ALICE M. BATCHELDER, Circuit Judge.

I concur with the majority’s conclusion that the plaintiffs lack standing to bring this claim at this point in time, because given the zoning dispute proceeding in state court, we are unable to grant the injunctive relief sought. I respectfully dissent in regard to the majority’s determination to maintain jurisdiction over the matter pending the outcome of the state case.

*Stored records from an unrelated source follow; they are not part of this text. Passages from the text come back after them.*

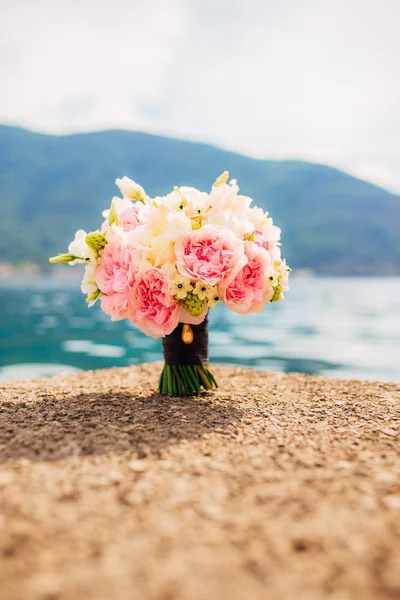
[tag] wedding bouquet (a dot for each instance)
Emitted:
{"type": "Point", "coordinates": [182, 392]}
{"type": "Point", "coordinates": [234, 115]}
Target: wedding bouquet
{"type": "Point", "coordinates": [163, 262]}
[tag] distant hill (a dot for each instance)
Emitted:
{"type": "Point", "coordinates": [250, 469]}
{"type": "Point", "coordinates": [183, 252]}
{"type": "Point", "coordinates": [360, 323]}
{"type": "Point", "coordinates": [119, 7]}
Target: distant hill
{"type": "Point", "coordinates": [52, 185]}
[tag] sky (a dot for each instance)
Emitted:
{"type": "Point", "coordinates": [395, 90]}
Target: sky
{"type": "Point", "coordinates": [316, 80]}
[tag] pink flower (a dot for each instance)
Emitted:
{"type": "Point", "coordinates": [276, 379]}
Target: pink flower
{"type": "Point", "coordinates": [251, 288]}
{"type": "Point", "coordinates": [115, 277]}
{"type": "Point", "coordinates": [210, 254]}
{"type": "Point", "coordinates": [151, 305]}
{"type": "Point", "coordinates": [128, 219]}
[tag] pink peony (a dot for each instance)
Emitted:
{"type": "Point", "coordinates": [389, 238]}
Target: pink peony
{"type": "Point", "coordinates": [151, 305]}
{"type": "Point", "coordinates": [251, 288]}
{"type": "Point", "coordinates": [115, 277]}
{"type": "Point", "coordinates": [210, 254]}
{"type": "Point", "coordinates": [128, 219]}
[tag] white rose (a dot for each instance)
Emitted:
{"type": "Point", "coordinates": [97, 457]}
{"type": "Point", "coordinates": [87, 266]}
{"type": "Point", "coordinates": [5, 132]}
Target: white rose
{"type": "Point", "coordinates": [79, 248]}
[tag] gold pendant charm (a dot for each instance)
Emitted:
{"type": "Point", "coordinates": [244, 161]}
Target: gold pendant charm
{"type": "Point", "coordinates": [187, 334]}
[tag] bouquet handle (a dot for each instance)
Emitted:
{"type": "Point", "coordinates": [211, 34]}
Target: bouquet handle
{"type": "Point", "coordinates": [186, 371]}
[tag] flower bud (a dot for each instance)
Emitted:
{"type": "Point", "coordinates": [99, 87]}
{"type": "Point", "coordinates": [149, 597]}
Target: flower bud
{"type": "Point", "coordinates": [62, 258]}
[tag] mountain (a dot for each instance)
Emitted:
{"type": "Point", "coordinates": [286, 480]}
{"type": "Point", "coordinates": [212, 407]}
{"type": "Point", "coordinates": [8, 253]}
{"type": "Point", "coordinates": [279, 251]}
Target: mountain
{"type": "Point", "coordinates": [52, 185]}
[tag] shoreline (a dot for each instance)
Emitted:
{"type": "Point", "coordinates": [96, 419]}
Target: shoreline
{"type": "Point", "coordinates": [285, 483]}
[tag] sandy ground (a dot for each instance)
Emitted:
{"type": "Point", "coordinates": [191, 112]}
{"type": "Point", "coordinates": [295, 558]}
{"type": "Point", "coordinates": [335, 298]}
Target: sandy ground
{"type": "Point", "coordinates": [275, 486]}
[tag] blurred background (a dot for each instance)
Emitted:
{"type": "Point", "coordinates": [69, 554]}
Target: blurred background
{"type": "Point", "coordinates": [298, 99]}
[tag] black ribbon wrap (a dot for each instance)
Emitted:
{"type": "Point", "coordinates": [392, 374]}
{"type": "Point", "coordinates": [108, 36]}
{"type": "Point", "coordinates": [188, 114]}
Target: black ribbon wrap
{"type": "Point", "coordinates": [176, 352]}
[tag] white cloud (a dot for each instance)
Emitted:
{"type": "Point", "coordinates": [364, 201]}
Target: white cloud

First, I think that the appropriate procedure in this case would be to dismiss without prejudice rather than to stay the proceedings. In Quackenbush v. Allstate Insurance Co., 517 U.S. 706, 721, 116 S.Ct. 1712, 135 L.Ed.2d 1 (1996), the Supreme Court summarized the options available to the federal courts when declining to decide the merits of a ease on abstention grounds:

We have thus held that in cases where the relief being sought is equitable in nature or otherwise discretionary, federal courts not only have the power to stay the action based on abstention principles, but can also, in otherwise appropriate circumstances, decline to exercise jurisdiction altogether by either dismissing the suit or remanding it to the state *329court. By contrast, while we have held that federal courts may stay actions for damages based on abstention principles, we have not held that those principles support the outright dismissal or remand of damages actions.

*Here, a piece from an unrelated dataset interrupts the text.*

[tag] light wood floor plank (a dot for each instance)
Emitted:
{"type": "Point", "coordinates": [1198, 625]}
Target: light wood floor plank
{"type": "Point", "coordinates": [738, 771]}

In this case the Canfields have not sought money damages; the only relief they request is equitable in nature. Therefore, Carroll v. City of Mount Clemens, 139 F.3d 1072, 1075-76 (6th Cir. 1998), in which the plaintiff sought money damages under 42 U.S.C. § 1983, simply has no bearing on the proper disposition of this case. The question is whether this case presents “otherwise appropriate circumstances” for dismissal. Because it is highly likely that the state courts can resolve all issues in the case so far as the County is concerned, including the constitutional ones, I think that dismissal represents the most logical disposition of this case.

Second, we have not concluded that there is no standing or ripeness in this case on abstention grounds; rather, the proposed opinion concludes that the inability of the Canfields to comply with the county zoning requirements means that the State may never have the opportunity to enforce the statute against them. That may change depending on the outcome of the state court proceedings or a future relocation of the Canfields’ operation. Either eventuality would make ripe the claims against the State and confer standing on the Canfields; dismissal without prejudice assures the availability of a federal forum for resolution of their constitutional claims. Until one of these events happens, however, our jurisdiction remains entirely hypothetical because it depends on contingent events. In such circumstances, I think dismissal is constitutionally required:

We decline to endorse [the doctrine of hypothetical jurisdiction] because it carries the courts beyond the bounds of authorized judicial action and thus offends fundamental principles of separation of powers. This conclusion should come as no surprise, since it is reflected in a long and venerable line of our cases. “Without jurisdiction the court cannot proceed at all in any cause. Jurisdiction is power to declare the law, and when it ceases to exist, the only function remaining to the court is that of announcing the fact and dismissing the cause.” Ex Parte McCardle, 7 Wall. 506, 514, 19 L.Ed. 264 (1868).

Steel Co. v. Citizens for a Better Env’t, 523 U.S. 83, 94, 118 S.Ct. 1003, 140 L.Ed.2d 210 (1998). Since the claims against the State here confront two jurisdictional bars, I see nothing left for us to do but declare the fact and dismiss without prejudice.